Santa Monica-based Watt Commercial Properties has kicked off the $20 million overhaul of a shopping center it owns in Huntington Beach.
The retail owner and developer, a unit of Watt Cos., recently began redevelopment work at Edinger Plaza, a 145,000-square-foot property at 7490-7664 Edinger Ave., located a few blocks from Beach Boulevard and the San Diego (I-405) Freeway.
The site is largely leased, according to CoStar Group Inc. records. Existing tenants at the center, owned by Watt since 1976, include PetSmart and Michaels Arts & Crafts stores.
The redevelopment at the 15-acre property should take about a year and will expand the shopping center size to about 155,000 square feet, according to marketing materials.
As part of the redevelopment, Watt will turn an existing building being vacated by CVS Pharmacy into a larger, nearly 48,000-square-foot building that will hold Dick’s Sporting Goods, a new anchor tenant for the center.
Other buildings being upgraded include the existing Michaels store, which is getting storefront improvements along with an expansion to 25,000 square feet.
A space vacated by Howard’s Appliance & Flat Screen Superstores also is being expanded to 34,000 square feet to hold a new, as-yet-undisclosed tenant, according to the developer.
The center, which last got a makeover in 1989, also is getting upgrades to its façades and storefronts. Landscaping work is under way as well.

The renovation of Edinger Plaza, which is across the street from the 780,000-square-foot Shops at Bella Terra mall, is the latest change for that corridor of Huntington Beach.
At a nearby site called Village at Bella Terra, a 154,113-square-foot Costco and more than 400 apartments are being developed.
And last month the area’s largest office complex, Bella Terra Towers, traded hands for about $76 million.
Watt Commercial owns 39 shopping centers, which in general are anchored by grocery and drug stores.
The holdings total about 2 million square feet and are mostly in Southern California.
Watt recently completed a $6 million upgrade to the 150,000-square-foot Alicia Town Plaza in Mission Viejo.
That redevelopment included the conversion of a Mervyns building into a smaller retail space for LA Fitness.
MBK Moves
Irvine-based MBK Homes LLC is moving its headquarters from the Spectrum closer to John Wayne Airport, according to area brokers.
The builder, a subsidiary of Japanese industrial conglomerate Mitsui & Co., recently inked a lease for about 27,000 square feet at Newport Beach-based developer Irvine Company’s Jamboree Center office complex.
MBK will be occupying space on parts of three floors at Jamboree Center’s 4 Park Plaza office tower, according to Randall Parker, president of Travers Realty Corp. in Newport Beach. Travers represented MBK in the lease.

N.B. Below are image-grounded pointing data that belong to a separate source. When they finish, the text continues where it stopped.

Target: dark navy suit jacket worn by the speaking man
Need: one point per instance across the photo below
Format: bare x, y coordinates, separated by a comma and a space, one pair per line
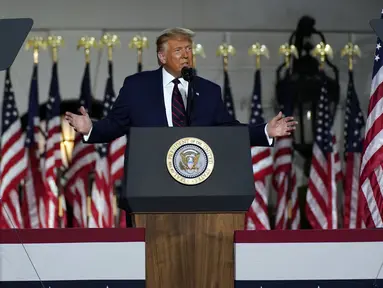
140, 103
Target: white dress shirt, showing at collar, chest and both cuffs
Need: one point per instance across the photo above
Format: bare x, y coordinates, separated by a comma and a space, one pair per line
168, 86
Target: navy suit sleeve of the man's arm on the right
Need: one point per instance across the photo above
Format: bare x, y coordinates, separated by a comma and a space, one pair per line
257, 132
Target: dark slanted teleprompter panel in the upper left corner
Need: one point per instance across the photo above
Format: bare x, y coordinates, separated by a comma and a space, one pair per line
13, 32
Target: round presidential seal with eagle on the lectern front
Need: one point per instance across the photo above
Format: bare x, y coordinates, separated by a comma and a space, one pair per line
190, 161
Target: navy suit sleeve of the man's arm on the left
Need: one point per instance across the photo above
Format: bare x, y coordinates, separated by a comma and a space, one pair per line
116, 123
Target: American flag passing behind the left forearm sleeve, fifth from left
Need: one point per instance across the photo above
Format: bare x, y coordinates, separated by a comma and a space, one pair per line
102, 199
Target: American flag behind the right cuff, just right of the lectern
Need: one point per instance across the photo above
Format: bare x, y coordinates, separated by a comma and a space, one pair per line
257, 215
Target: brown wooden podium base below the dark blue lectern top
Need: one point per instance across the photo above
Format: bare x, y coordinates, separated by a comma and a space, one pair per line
190, 250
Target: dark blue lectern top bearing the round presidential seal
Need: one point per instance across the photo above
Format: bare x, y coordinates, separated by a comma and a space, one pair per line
163, 160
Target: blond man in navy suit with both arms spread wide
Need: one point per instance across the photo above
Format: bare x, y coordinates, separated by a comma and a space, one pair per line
159, 98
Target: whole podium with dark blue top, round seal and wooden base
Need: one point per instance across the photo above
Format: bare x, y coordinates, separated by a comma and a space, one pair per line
189, 188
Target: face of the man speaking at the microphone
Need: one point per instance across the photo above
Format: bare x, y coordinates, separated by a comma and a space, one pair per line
177, 55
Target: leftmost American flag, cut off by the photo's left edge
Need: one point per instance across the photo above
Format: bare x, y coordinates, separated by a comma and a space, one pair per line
13, 162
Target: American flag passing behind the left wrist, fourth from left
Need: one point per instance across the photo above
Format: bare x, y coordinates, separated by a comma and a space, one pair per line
77, 185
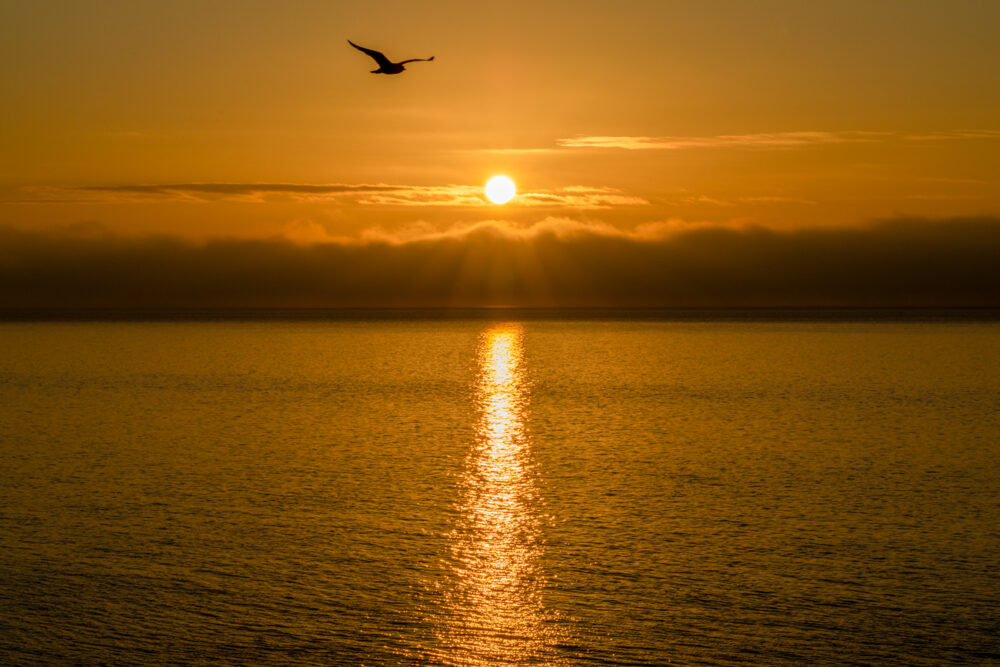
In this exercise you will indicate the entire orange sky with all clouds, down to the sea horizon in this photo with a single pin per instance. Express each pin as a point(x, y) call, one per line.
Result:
point(665, 153)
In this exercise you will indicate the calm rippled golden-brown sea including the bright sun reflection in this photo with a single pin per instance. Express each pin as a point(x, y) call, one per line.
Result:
point(499, 492)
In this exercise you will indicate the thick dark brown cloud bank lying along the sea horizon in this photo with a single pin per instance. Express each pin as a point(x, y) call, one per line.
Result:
point(904, 262)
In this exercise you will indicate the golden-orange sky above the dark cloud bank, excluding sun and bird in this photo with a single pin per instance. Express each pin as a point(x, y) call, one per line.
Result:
point(256, 120)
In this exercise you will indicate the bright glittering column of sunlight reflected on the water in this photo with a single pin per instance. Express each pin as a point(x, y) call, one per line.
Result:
point(495, 613)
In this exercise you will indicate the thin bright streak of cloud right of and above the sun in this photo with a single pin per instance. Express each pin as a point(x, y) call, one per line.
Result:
point(774, 140)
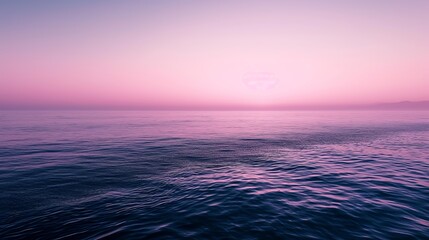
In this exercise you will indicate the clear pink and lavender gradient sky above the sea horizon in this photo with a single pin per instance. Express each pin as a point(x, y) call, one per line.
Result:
point(212, 54)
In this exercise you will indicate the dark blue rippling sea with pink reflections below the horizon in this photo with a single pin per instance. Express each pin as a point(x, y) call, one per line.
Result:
point(214, 175)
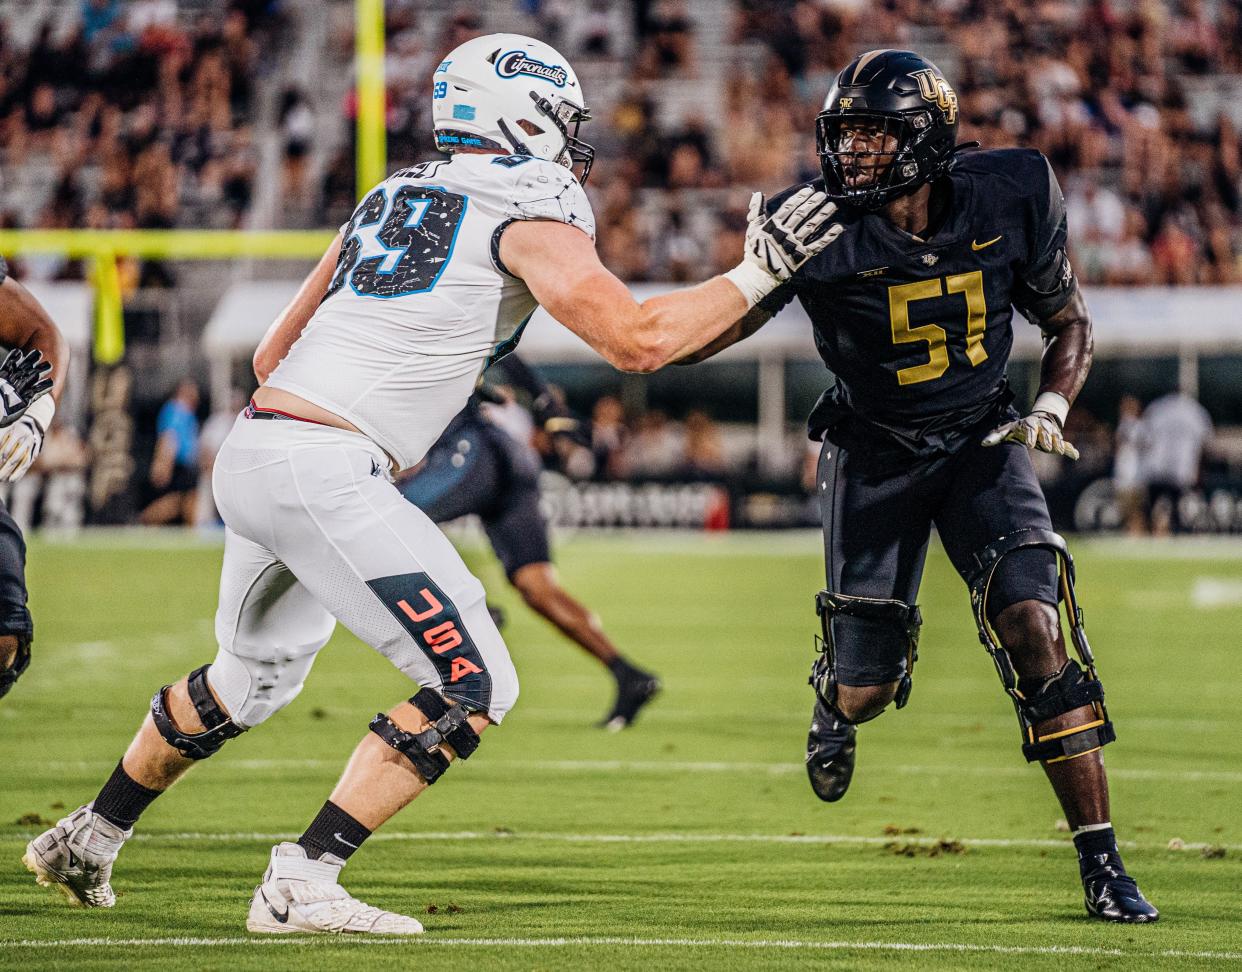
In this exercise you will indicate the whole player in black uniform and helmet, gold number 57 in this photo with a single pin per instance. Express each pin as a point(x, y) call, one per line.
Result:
point(913, 311)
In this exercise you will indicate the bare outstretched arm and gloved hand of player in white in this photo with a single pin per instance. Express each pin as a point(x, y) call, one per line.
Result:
point(563, 271)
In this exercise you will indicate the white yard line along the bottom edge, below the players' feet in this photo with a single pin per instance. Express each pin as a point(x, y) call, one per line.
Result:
point(593, 942)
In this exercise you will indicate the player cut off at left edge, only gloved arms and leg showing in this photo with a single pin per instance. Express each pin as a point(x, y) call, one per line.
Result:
point(32, 382)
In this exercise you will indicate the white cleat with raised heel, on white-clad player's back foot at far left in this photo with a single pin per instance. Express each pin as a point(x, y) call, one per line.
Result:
point(76, 858)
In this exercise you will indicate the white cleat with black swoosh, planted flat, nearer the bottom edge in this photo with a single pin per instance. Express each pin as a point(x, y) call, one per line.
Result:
point(300, 896)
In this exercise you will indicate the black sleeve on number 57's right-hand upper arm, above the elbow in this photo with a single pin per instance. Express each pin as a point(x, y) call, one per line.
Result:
point(1048, 281)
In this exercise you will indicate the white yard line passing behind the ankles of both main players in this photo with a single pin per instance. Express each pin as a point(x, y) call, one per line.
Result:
point(658, 839)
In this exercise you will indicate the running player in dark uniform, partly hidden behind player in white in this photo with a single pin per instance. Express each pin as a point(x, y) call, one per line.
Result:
point(479, 469)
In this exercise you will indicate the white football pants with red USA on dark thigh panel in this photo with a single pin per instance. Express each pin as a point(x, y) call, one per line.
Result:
point(317, 534)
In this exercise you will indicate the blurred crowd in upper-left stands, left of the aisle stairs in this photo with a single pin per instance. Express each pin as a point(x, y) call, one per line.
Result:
point(137, 117)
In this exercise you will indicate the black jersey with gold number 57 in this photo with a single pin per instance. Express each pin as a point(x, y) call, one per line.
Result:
point(918, 333)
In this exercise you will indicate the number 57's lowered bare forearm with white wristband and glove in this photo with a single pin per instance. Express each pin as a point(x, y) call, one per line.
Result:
point(1069, 348)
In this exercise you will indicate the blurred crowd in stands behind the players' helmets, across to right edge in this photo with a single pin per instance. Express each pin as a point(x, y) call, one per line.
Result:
point(1102, 88)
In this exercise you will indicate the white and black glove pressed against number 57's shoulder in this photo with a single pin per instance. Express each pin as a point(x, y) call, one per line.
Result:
point(777, 246)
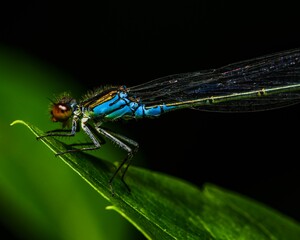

MBK had been operating out of about 19,000 square feet at the Corporate Business Center, a Spectrum-area office park also owned by Irvine Co.
MBK ranked as Orange County’s 19th-largest builder last year with 28 new homes sold here, according to Business Journal data.
The company builds both attached and detached homes, and caters to first-time and move-up homebuyers.
MBK is currently selling in four developments, including Greenbrier in Yorba Linda, which has homes in the 3,000-square-foot range. Others are in Gardena in Los Angeles County, Eastvale in Riverside County, and Citrus Heights in Sacramento County.
KBS Plans Postponed
With sluggish conditions in the commercial real estate market, Newport Beach’s KBS Realty Advisors is re-evaluating its disposition plans for a big, non-traded real estate investment trust it runs.
KBS, one of the country’s most active buyers of offices and industrial properties the past few years, raised close to $1.7 billion from nearly 42,000 investors for its KBS REIT I, an investment trust that started operations in 2006.
That money has been used to buy more than 18 million square feet of office and industrial buildings across the country, as well as debt tied to other properties.
KBS originally intended to hold its core properties in the REIT four to seven years. It’s now “increasingly likely” that the company will push back the timing for any liquidation plans until market conditions improve, according to a recent regulatory filing from the company’s KBS Legacy Partners REIT Inc., another offering run by the company.
Postponing any large-scale sales will “improve the prospects for investors to have their capital returned and to realize a profit on their investment,” the company said in the filing.
The REIT’s charter calls for KBS to determine by November 2012 whether it wants to list the non-traded REIT’s shares on a national exchange, move to liquidate its holdings or postpone a decision until a later time.